Pardon me while I take the opportunity to blow my own trumpet. I used to work for North Shropshire District Council. When I joined it was considered by the government's inspectorate to be one of the worst performing councils in the country. When I left it was considered to be one of the best. That was good news but not quite excellent news.

You see, though satisfying the Audit Commission is important, the real measure of success is satisfying the people the Council serves. The measure used across local councils in England is the question "How satisfied are you with the way the local authority runs things". You can, and I have, criticise this as a measure of customer satisfaction but it has the advantage of being standardised and widely understood.

In 2005 only 46% of the people we served were satisfied with the way we ran things. By 2007 we had moved that to 54%: an eight point increase at a time when satisfaction was tending to decline. We were pleased with the progress but it still compared badly with other district councils (half of the district councils in the country have satisfaction ratings of 55% or above). 

I've just been sent the satisfaction data for 2008 and now 61% of local residents are satisfied with the way the council runs things. That puts the council into the top band for district councils and means that satisfaction jumped a further 7 points in just one year.

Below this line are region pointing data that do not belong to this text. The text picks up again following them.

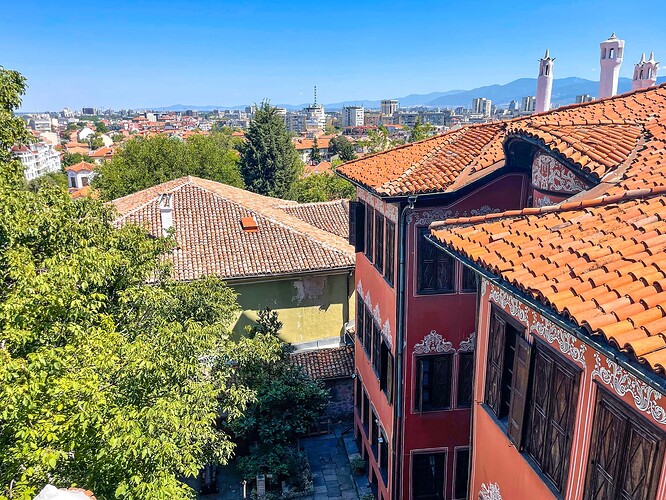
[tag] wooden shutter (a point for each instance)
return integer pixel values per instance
(521, 372)
(495, 363)
(356, 224)
(441, 382)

So how did we do this? Well clearly we started providing better services, really good services actually. Councillors became much more confident in making and sticking to decisions. We set up a range of mechanisms to listen to the concerns of local people and businesses and we changed and adapted what we did in response to what they said. We were clear about how we were going to improve people's lives (and how we weren't) and we told people what we were up to. 

In short we used communications as a tool to improve the business. This is strategic communications. It isn't rocket science, you should be doing it, it does work and I can prove it.